Hollywood s'unit dans la bataille contre le piratage

Par 19 septembre 2005
Mots-clés : Future of Retail

Six gros studios d'Hollywood se sont entendus pour verser plusieurs millions de dollars pour accélérer le développement de nouveaux boucliers au piratage. Le consortium non lucratif s'appellera...

Six gros studios d'Hollywood se sont entendus pour verser plusieurs millions de dollars pour accélérer le développement de nouveaux boucliers au piratage. Le consortium non lucratif s'appellera Motion Pictures Laboratories Inc. (MovieLabs, en abrégé).

MovieLabs aura pour ses deux premières années un budget de 30 millions de dollars. Il reprend le modèle de CableLabs qui recherchaient des innovations pour l'industrie de la télévision câblée. La version hollywoodienne est plus modeste. "Elle se concentrera sur la prévention du piratage, même si plus tard, sa mission pourrait être étendue", déclare Dan Glickman, le président de la Motion Picture Association of America.

"Notre plus grande priorité est de protéger l'intégrité de notre produit." Les projets initiaux consistent à étudier le problème et trouver des solutions dans cinq directions principales :

Empêcher les enregistrements dans les cinémas ou mettre en place un système d'images visibles à l'œil mais invisibles sur des enregistrements
Développer des technologies qui détecte et bloque les transferts de fichiers illégaux sur les campus et sur les réseaux professionnels
Créer des outils d'analyse du trafic qui détecte le partage de contenus illégaux sur les réseaux de peer-to-peer
Empêcher à des étrangers d'accéder à des réseaux personnels
Permettre de relier les envois et les réceptions de films transmis par Internet pour savoir où sont distribués les films et prévenir la violation des accords de licence.

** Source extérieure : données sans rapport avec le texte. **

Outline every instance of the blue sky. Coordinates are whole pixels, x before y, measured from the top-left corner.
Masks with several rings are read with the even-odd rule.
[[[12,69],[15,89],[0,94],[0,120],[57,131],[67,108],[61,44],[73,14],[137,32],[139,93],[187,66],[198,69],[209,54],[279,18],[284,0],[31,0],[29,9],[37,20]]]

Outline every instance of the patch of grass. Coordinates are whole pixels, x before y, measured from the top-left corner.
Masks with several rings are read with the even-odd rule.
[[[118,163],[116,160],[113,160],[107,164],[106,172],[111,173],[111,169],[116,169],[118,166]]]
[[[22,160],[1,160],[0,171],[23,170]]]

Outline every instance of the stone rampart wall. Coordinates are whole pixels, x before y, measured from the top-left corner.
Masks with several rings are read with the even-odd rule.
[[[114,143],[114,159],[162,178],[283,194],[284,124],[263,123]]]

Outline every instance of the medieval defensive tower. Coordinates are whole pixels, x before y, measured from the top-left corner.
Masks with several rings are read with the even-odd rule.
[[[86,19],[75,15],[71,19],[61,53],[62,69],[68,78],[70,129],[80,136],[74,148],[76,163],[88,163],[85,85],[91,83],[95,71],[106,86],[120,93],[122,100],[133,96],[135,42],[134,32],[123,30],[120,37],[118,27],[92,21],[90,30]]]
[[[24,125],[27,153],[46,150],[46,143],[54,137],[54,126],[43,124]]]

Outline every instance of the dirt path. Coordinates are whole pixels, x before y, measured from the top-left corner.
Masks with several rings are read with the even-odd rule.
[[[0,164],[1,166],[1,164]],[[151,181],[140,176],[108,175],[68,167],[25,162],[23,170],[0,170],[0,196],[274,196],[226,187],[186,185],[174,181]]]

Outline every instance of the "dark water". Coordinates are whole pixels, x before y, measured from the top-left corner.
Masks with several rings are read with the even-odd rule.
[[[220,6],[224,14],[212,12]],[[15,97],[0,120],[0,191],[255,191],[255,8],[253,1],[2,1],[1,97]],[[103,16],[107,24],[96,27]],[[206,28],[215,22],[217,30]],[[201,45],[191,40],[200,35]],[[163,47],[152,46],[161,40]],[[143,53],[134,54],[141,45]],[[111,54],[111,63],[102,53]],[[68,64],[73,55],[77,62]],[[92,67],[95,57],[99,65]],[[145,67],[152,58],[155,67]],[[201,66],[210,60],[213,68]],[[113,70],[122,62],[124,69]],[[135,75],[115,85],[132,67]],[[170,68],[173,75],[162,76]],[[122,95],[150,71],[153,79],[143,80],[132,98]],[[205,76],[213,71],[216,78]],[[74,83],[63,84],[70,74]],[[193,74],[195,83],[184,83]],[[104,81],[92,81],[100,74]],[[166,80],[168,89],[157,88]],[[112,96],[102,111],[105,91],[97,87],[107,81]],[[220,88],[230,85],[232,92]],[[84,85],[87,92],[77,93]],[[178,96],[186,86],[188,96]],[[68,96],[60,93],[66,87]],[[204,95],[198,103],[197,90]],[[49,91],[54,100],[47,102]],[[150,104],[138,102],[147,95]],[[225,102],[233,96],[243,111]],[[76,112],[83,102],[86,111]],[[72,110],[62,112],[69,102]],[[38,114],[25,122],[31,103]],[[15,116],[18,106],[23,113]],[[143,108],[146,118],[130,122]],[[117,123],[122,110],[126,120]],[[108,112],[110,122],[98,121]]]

James N. Giapulos, co-président de Century Fox pense que cela permettra de combler les lacunes de la recherche des firmes d'électronique grand public sur la protection de contenus.

Dick Green, président de CableLabs, explique que son approche d'un problème technologique est toujours la même : aboutir à un consensus industriel sur la direction à prendre, travailler avec des constructeurs pour mettre au point une approche, établir un standard industriel et aider les constructeurs à développer et tester des prototypes.

"Nous aidons le laboratoire et nous participons aux essais, explique M. Green, dès que le produit est compétitif, nous sortons du jeu."